Ferdinando foi morto a tiros pelo sérvio da Bósnia Gavrilo Princip, de 19 anos, que posteriormente se autodeclarou anarquista radical. Ele era integrante da Mão Negra, uma organização nacionalista que tinha como forma de expressão política o terrorismo.

Para a professora da pós-graduação de História da Pucrs Cláudia Fay, a morte foi uma “faísca” para desencadear o conflito. As causas para a declaração da guerra, segundo ela, seriam muito mais profundas. “O incidente poderia ter passado em branco. O terrorista poderia ter sido julgado. Não era motivo para entrar numa guerra, mas os interesses que já existiam anteriormente tomaram força depois do episódio”, afirmou.

O sistema de alianças e o imperialismo contribuíram para a eclosão da Primeira Guerra Mundial. “A Inglaterra e a França já tinham colonizado todo o mundo conhecido. A Alemanha e Itália chegaram depois. A América já estava fazendo sua independência e a corrida por terra também foi um dos motivos para a guerra. Países que estão crescendo, como a Alemanha, se industrializam, produzem muito, mas pra quem vão vender? Isso deixava um clima”, explicou Cláudia. Os países, então, se dividiram em duas alianças. A Tríplice Entente, que era liderada pelo Grã-Bretanha, França, Império Russo e, mais tarde, também pelos Estados Unidos. E a Tríplice Aliança, conduzida pelo Império Alemão, era formada pelo Império Austro–Húngaro e a partir, de 1915, pela Itália.

Guerra breve?

“Os países estão se preparando para uma guerra, mas a população não está sabendo muito”, explicou Cláudia, deixando claro que era uma guerra de “gigantes”. A população acreditava que a guerra seria breve. “Os soldados achavam que no natal estariam em casa”, diz Cláudia.
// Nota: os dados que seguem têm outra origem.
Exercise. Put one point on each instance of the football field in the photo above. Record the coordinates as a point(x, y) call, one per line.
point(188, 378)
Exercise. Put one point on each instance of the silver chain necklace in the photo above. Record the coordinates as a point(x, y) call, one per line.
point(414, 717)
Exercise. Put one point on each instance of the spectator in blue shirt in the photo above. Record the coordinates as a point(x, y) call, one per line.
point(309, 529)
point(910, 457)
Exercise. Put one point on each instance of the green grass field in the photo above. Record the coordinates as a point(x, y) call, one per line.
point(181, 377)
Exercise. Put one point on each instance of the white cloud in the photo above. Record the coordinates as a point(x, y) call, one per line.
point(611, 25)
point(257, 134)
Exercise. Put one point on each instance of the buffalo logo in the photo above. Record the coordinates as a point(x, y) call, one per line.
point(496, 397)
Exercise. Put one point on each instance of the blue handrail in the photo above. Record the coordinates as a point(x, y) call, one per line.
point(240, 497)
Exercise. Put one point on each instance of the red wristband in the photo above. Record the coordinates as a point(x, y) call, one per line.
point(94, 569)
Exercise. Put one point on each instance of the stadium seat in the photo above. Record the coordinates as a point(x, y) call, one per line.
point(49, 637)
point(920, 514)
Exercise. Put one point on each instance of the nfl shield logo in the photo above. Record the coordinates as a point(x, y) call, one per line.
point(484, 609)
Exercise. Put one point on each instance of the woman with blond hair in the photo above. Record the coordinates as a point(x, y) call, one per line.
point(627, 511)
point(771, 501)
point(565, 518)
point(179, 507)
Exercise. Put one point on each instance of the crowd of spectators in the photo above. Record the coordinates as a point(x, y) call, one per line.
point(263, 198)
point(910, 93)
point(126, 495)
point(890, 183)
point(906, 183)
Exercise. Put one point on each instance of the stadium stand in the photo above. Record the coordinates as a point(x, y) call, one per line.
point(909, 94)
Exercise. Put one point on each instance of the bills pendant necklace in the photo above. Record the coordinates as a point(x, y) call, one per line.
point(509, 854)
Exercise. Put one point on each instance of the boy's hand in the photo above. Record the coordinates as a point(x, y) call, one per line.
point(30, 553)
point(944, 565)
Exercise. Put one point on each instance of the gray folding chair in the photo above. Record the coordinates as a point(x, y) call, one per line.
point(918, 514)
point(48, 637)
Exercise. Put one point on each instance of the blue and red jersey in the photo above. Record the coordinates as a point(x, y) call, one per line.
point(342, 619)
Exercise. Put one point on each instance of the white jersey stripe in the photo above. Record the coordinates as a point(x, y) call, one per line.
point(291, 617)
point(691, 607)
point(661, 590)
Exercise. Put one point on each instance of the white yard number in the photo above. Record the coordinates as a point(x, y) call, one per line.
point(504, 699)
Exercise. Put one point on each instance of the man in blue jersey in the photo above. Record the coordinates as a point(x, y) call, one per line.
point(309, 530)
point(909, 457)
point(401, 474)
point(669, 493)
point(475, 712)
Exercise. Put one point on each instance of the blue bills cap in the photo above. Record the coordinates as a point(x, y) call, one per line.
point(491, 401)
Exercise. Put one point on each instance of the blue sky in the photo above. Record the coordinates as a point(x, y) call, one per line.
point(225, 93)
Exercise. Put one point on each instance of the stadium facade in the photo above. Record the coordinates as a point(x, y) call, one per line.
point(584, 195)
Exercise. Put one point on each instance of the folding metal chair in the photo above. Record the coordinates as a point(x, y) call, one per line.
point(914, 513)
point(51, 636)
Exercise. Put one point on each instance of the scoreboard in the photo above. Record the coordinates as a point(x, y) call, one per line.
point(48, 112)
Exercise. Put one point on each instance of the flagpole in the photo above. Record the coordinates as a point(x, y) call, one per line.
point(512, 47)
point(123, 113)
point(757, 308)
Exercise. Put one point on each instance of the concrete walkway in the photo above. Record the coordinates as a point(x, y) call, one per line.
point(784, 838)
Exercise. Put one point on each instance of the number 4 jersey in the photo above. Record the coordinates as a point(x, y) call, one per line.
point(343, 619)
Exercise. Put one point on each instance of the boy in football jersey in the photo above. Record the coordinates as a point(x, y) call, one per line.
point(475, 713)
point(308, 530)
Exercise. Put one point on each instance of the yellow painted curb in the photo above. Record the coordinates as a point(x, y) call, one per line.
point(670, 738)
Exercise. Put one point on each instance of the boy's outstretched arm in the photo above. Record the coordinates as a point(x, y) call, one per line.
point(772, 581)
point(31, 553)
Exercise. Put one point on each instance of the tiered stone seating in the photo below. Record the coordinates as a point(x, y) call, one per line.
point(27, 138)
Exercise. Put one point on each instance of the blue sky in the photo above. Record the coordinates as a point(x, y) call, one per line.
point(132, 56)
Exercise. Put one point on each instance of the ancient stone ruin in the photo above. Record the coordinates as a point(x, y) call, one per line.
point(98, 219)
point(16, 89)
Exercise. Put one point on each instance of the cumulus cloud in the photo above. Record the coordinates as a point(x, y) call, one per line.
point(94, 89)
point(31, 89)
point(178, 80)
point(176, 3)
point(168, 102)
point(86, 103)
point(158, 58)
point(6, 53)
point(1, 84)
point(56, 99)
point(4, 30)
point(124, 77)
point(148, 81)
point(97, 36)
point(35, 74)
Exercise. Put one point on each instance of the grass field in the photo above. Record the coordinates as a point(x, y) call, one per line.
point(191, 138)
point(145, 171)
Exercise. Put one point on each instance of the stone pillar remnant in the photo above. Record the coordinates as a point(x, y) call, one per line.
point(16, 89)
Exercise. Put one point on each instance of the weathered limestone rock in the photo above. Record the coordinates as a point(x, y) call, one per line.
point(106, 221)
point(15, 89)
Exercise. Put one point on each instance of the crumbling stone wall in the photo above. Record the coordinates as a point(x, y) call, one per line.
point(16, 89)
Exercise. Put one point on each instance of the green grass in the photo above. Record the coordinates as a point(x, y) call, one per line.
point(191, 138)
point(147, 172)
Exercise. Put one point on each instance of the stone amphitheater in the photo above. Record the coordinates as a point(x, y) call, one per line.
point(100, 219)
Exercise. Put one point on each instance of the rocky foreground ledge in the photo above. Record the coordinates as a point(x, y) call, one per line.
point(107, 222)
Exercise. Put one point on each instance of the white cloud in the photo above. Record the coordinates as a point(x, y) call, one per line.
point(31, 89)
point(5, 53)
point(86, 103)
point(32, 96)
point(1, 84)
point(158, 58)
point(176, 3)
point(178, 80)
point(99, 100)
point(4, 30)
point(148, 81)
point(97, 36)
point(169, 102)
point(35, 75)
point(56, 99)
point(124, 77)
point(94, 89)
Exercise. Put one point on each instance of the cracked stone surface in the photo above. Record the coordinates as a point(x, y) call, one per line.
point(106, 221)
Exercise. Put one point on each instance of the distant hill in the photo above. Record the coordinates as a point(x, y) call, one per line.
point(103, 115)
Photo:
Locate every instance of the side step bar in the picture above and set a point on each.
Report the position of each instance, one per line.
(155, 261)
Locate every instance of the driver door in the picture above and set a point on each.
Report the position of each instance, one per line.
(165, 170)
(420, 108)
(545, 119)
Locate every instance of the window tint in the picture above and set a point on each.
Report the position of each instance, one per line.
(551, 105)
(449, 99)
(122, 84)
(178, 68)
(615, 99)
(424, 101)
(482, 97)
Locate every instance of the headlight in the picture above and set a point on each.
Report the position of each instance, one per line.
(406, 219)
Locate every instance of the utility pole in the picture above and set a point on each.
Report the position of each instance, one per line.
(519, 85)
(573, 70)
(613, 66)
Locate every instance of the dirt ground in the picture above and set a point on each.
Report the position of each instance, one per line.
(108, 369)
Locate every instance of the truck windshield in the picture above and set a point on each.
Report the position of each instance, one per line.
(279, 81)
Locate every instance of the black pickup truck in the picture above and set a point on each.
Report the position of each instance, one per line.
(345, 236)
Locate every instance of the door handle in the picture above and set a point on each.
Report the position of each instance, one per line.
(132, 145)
No entanto, a tecnologia mudou a cara do conflito. “A Primeira Guerra foi irracional e violenta e, principalmente, industrial. A disponibilidade e a qualidade dos armamentos eram muito grandes, assim como a percentagem de pessoas que a sociedade industrial conseguiu colocar em batalha”, afirmou Visentini. Canhões e tanques de guerra obrigavam que os confrontos fossem à distância e os embates passaram a ser praticamente imóveis. A fase das trincheiras se caracterizou pela sensação de aperto, retratada em fotografias da época. Os soldados cavavam túneis e andavam em centímetros. A estimativa é de que 10 milhões de pessoas tenham morrido e mais de 20 milhões tenham ficado feridas.
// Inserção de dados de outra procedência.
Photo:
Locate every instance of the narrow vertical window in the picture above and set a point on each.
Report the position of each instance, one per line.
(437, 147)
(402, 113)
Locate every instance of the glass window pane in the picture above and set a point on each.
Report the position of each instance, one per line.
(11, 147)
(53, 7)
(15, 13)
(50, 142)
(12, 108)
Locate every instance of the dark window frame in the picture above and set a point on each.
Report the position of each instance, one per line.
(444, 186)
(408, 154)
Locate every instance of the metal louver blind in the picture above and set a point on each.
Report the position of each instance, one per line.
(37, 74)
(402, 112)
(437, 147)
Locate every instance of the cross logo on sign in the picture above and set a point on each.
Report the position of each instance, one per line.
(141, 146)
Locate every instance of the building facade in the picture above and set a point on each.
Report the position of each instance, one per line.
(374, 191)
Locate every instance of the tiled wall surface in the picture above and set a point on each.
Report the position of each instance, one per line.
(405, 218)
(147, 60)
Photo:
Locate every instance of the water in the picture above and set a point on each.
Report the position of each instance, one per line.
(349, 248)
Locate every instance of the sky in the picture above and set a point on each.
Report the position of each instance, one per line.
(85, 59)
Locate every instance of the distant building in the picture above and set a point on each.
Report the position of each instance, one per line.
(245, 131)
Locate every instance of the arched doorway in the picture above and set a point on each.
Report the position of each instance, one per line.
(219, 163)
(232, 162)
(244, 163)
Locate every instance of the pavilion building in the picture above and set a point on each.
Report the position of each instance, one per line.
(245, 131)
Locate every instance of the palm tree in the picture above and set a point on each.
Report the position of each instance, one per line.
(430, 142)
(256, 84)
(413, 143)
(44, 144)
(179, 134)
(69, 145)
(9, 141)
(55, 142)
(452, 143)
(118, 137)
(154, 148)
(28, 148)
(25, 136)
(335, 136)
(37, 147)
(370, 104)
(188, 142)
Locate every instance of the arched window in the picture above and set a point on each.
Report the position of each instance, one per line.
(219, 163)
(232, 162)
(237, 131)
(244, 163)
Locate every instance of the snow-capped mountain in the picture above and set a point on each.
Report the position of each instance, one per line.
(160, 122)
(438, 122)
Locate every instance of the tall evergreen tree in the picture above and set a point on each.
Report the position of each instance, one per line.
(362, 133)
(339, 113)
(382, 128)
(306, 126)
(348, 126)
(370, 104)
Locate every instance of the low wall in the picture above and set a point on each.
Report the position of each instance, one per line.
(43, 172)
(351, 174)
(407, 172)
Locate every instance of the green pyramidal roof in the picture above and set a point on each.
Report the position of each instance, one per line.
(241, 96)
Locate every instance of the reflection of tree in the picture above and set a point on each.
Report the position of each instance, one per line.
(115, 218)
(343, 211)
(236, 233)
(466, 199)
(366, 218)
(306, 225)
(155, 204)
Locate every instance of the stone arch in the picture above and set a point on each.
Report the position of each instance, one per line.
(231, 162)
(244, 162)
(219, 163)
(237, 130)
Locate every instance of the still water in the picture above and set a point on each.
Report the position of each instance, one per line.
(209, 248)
A entrada dos Estados Unidos, em 1917, marcou o começo do fim da Primeira Grande Guerra. A renovação do espírito combatente deu novos ares para a Entente, deixou a guerra em desequilíbrio e obrigou os países da Aliança a assinar a rendição.

A nação que mais sofreu consequências após o conflito foi a Alemanha. O Tratado de Versalhes foi assinado pelas principais potências, mas os germânicos foram obrigados a assumir a culpa pela guerra. Com a queda do imperador Guilherme II, o país contraiu as dívidas de guerra e se comprometeu em pagar indenizações a famílias que sofreram perdas nos combates. Além disso, devolveu a região da Alsácia da Lorena para a França.
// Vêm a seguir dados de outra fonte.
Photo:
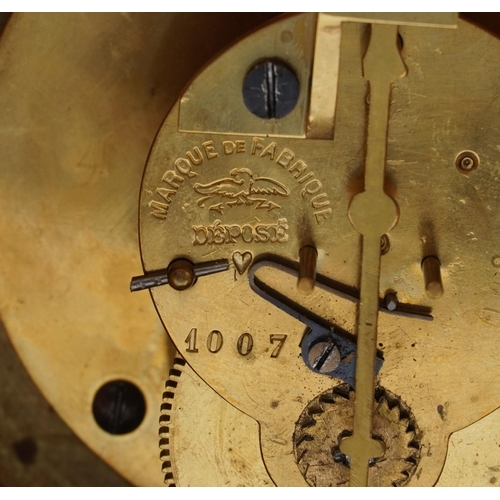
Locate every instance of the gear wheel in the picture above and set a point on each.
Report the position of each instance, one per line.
(204, 440)
(329, 417)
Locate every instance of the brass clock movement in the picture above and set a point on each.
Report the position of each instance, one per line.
(319, 232)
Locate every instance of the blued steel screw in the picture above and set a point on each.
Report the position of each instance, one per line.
(391, 301)
(324, 356)
(271, 89)
(119, 407)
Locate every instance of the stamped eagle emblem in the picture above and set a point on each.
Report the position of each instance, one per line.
(242, 187)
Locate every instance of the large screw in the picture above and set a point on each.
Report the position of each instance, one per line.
(271, 89)
(119, 407)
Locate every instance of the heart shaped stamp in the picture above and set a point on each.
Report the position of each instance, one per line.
(242, 261)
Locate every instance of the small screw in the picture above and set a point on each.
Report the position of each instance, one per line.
(466, 162)
(391, 301)
(324, 356)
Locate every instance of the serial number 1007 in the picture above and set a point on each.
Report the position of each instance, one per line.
(244, 344)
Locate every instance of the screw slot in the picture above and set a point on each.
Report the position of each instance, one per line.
(119, 407)
(271, 89)
(466, 162)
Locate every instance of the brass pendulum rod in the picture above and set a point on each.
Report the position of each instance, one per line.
(373, 213)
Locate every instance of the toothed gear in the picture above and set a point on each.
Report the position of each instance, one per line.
(204, 440)
(166, 408)
(329, 417)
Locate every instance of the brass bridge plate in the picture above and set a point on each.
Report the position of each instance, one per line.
(241, 196)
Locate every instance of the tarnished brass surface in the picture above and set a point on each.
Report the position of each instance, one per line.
(71, 251)
(444, 370)
(220, 449)
(82, 96)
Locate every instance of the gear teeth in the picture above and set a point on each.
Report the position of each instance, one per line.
(308, 422)
(343, 390)
(165, 419)
(398, 426)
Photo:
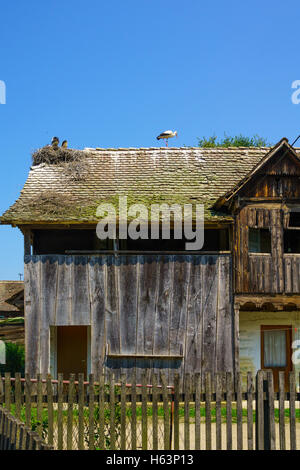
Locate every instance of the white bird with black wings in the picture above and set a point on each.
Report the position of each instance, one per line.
(166, 135)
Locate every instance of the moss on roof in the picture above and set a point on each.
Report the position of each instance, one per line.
(145, 176)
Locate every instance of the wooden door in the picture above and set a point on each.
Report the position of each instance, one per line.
(276, 350)
(72, 350)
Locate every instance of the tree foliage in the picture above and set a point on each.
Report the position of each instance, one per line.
(15, 359)
(235, 141)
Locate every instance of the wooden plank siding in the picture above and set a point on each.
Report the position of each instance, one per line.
(176, 306)
(264, 273)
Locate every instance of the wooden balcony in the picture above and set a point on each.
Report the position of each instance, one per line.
(269, 276)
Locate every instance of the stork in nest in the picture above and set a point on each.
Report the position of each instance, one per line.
(167, 135)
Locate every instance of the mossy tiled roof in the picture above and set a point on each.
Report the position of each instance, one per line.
(54, 193)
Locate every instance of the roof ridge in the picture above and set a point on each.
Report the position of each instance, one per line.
(115, 149)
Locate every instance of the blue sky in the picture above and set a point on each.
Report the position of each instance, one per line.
(115, 74)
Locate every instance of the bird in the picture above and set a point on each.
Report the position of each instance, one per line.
(55, 142)
(166, 135)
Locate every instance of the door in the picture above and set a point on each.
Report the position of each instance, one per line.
(72, 348)
(276, 350)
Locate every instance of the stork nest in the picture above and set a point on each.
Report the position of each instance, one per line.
(72, 161)
(54, 156)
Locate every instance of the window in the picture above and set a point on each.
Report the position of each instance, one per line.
(259, 240)
(291, 241)
(294, 219)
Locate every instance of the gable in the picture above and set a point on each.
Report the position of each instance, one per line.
(275, 177)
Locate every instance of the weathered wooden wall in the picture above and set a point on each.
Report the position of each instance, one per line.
(145, 305)
(272, 273)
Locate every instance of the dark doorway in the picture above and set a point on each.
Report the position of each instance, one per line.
(72, 350)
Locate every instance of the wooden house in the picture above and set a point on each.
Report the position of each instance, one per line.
(233, 305)
(12, 311)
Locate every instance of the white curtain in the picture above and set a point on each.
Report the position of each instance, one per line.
(274, 348)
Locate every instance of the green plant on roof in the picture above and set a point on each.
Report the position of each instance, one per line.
(235, 141)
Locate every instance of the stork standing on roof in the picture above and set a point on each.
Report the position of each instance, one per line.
(166, 135)
(55, 142)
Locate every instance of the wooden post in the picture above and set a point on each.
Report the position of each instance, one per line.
(112, 411)
(18, 394)
(281, 410)
(70, 413)
(250, 410)
(60, 390)
(197, 411)
(39, 405)
(259, 422)
(7, 390)
(176, 411)
(81, 411)
(144, 412)
(166, 412)
(229, 410)
(154, 412)
(50, 409)
(219, 390)
(91, 412)
(123, 412)
(239, 412)
(292, 386)
(208, 410)
(101, 412)
(272, 437)
(187, 412)
(27, 400)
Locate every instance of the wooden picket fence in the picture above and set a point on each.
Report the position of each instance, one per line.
(210, 412)
(14, 435)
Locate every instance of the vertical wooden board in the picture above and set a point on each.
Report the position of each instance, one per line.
(80, 312)
(288, 275)
(295, 275)
(162, 313)
(128, 284)
(224, 329)
(112, 306)
(250, 410)
(179, 304)
(147, 292)
(193, 342)
(209, 303)
(282, 441)
(49, 266)
(97, 267)
(64, 291)
(32, 277)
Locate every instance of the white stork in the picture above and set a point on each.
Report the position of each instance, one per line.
(166, 135)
O impacto da derrota e do Tratado do povo alemão acabaria sendo o propulsor para o início da Segunda Guerra Mundial. “Em comparação com um jogo de futebol, o primeiro tempo da partida foi a Primeira Guerra Mundial e o segundo tempo, a Segunda Guerra Mundial. A gente divide, mas é um episódio só”, explica a historiadora Claudia Fay.

Pessimismo

O conflito que começou em 1914 marcou profundamente toda uma geração. Culturalmente, surgiu uma visão mais pessimista do mundo. “Filmes de realidade sombria, uma geração de sobreviventes amargurados. Surgiu uma forma de arte surrealista, dadaísta. Mal sabiam que o pior viria em seguida”, diz Visentini se referindo à Segunda Guerra Mundial.